A bill proposed in the Oregon State Legislature aiming to ban clearcutting in forestland watershed is bad news for Oregonians.
The bill, House Bill 2656, would ban clearcutting, roadbuilding, and the application of pesticides, herbicides and fertilizers in forestland watersheds that supply public drinking water systems.
There’s no doubt that protecting the state’s drinking water is a worthy endeavor, but as introduced, the bill would cripple logging operations across the state that already abide by strict regulations. Hampton Lumber, a Portland-based company, told the Capital Press that half of its 89,000 forested acres are in watersheds affected by the bill, and a spokesman for Roseburg Forest Products said the bill intends to “effectively shut down the timber industry.”
As the earth’s air and water temperatures rise, research shows that toxic algae blooms in drinking water systems globally are on the rise, so there is a real risk in our state. Just last year, an algae bloom in Detroit Lake shut down drinking water supplies in Salem for more than a month.
But kneecapping local businesses that pay good wages to tens of thousands of hard-working Oregonians isn’t the solution — especially without a grace period written into the bill.

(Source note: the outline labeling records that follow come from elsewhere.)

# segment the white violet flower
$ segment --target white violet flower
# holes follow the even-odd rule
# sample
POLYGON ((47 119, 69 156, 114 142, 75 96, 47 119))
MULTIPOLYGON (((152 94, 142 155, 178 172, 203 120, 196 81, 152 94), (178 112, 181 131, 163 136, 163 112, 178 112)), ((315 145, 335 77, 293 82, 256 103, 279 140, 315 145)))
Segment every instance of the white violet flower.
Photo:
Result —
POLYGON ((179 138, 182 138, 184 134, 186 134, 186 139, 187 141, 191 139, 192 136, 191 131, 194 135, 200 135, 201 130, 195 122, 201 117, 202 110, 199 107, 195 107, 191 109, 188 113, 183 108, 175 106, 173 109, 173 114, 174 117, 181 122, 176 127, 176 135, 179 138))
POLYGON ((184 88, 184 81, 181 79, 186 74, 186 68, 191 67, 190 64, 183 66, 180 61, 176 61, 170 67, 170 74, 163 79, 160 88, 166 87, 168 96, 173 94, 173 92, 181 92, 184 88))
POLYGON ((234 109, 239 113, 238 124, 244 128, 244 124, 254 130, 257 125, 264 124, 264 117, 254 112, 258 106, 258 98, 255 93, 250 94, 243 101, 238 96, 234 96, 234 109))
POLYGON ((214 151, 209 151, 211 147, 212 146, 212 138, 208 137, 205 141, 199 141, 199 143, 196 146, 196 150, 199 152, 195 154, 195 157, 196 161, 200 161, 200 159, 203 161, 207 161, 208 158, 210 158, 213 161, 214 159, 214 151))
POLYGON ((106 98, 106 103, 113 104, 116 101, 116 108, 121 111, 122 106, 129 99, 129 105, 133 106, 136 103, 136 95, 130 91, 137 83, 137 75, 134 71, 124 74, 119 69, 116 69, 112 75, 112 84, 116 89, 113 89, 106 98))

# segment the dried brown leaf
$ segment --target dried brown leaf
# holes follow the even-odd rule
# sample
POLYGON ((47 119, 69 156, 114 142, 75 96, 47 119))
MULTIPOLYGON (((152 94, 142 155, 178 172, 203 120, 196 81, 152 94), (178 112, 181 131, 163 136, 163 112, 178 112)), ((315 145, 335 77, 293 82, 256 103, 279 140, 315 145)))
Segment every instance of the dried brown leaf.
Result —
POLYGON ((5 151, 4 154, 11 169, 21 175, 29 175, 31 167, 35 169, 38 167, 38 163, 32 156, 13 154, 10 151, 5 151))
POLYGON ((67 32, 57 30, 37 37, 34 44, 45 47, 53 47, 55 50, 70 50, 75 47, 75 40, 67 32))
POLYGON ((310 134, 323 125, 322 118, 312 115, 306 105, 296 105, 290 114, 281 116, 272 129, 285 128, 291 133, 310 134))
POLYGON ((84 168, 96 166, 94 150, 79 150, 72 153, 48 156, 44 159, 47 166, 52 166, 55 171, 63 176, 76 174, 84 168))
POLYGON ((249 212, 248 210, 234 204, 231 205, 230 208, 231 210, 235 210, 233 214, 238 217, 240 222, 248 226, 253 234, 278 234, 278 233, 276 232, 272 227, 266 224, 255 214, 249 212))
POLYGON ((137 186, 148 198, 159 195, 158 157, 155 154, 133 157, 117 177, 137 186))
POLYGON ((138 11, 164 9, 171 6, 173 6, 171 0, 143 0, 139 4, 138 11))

Even the bill’s chief sponsor, Rep. Andrea Salinas, D-Lake Oswego, said her bill may seem “drastic” and hoped the bill would “start a conversation.”
But starting that conversation with an idea that would target those in already struggling counties like Douglas County isn’t a great way to inspire change or promote progress.
Instead, it further entrenches a pair of groups that have been fighting each other for decades, which is making things much worse for the state. Not better.